1910 would mark the formal end of the colonial era for South Africa, and showed how many issues had crystalised over the previous 150 or so years. It becomes very clear when looking back at previous themes such as the Cape Frontier Wars (1818-1875), the Langalibalele Affair (1873), the BaSotho War of the Gun (1880-1881): Citizenship and firearm ownership were intrinsically linked. A free people had the right to own firearms, and if they did not, they were at the mercy of anyone wishing them harm.

Even if self-defence was removed from the equation, it was still a significant mark of freedom and modernity. The Sotho said that firearms were their ‘playthings’, and the Boers saw it as a right for any citizen of good conduct. To own firearms showed that the government of the day trusted the people to not overthrow it, and the people appreciated this trust. It is possible to dig into the words of the American founding fathers and what they had to say about firearm ownership when we realise this, but that is a topic all by itself.

In the context of South Africa, disarmament attempts preceded Langalibalele because the Natal government did not trust him. In the Cape, it was targeted at the Xhosa so that they would not disturb the frontier colonists, and later to simply remove them as an obstacle to acquiring more land. This fed into the ideas of ‘agitating effect of firearms on the black mind’ that officials like Sprigg and Frere held (see the story of the Confederation Project), which meant that black disarmament was justified to guarantee peace.

Firearms caused rebellion, and therefore had to be taken away from people that could not be trusted. It is why blacks had to be disarmed pre-1900, and why the Boers had to be strictly monitored and controlled without taking away their firearms. When the Boers assimilated, they basically got their firearms back, subject to controls. This did not happen to blacks, even in the case of very loyal blacks like the Mfengu. The Sotho only got to keep theirs because they fought a war and won.

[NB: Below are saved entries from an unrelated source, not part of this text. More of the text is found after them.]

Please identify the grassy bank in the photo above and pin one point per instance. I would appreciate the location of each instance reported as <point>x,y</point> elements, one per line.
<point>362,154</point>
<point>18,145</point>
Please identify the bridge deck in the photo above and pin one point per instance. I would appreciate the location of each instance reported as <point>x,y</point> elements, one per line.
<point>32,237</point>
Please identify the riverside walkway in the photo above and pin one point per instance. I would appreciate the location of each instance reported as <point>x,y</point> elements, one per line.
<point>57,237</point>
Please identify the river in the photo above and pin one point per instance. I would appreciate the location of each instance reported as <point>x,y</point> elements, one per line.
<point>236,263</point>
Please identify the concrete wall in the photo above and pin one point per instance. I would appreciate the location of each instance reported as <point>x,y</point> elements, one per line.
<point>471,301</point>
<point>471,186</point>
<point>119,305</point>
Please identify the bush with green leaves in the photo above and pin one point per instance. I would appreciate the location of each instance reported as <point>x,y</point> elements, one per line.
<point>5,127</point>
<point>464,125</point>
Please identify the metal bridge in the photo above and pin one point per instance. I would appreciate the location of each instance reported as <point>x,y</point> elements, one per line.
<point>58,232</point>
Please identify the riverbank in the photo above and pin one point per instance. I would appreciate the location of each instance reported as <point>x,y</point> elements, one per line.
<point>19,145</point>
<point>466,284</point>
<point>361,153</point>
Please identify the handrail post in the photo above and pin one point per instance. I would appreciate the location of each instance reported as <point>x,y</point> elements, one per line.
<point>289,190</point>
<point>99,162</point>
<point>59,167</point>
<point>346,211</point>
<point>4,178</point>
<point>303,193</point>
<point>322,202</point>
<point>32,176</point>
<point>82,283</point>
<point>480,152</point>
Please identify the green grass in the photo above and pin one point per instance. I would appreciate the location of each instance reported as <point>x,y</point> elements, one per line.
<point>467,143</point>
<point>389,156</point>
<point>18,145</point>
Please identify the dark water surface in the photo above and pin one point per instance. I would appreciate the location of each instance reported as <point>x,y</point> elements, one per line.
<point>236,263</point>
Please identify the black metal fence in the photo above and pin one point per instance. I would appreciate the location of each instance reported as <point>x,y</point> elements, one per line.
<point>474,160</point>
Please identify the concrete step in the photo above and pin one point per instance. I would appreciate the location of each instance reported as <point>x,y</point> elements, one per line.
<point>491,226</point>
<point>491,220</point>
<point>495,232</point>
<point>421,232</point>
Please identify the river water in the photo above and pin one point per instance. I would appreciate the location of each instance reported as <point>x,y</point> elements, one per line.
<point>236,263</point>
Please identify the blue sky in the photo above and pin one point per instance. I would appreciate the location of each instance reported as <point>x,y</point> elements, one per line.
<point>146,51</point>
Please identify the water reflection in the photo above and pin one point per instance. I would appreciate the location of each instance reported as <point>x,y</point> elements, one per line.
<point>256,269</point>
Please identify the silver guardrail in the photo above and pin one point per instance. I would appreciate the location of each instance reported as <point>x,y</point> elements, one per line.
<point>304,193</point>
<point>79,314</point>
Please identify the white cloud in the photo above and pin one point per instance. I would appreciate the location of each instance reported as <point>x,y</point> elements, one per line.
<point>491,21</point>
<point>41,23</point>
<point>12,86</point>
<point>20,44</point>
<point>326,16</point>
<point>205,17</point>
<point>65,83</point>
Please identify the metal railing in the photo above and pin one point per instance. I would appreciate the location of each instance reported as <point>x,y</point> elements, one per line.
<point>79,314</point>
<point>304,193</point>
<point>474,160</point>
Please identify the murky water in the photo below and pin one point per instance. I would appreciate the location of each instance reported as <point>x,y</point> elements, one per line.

There are parallels with today (2025) as well. The government has tried to abolish firearm ownership through ‘death by a thousand cuts’. It started with the FCA in 2000, and in 2018 and 2021 the government tried to kick it to the next level and just outright ban entire reasons to own a firearm. Now in 2025, it is back and shrouded in secrecy.

The executive government does not trust South Africans, and it is now more true than ever. It is using the same logic that Frere and Sprigg used in the 1870s that led to total black disarmament: firearm possession causes people to do stupid things and hurt people. The only difference is that the post-1994 government sees everyone in the same way, and not just a specific group. There is no concern about actually dealing with the things that cause violent crime. The government would prefer to focus on symptoms, and even these they do not really care about. They never talk about sharp objects, but they do not shut up about firearms.

Firearm ownership is not just about firearm ownership. It is about self-responsibility and being able to look after ourselves. It is fundamentally about freedom to choose. We can debate the limits on that freedom, but our history should make the underlying freedom to own a firearm non-negotiable.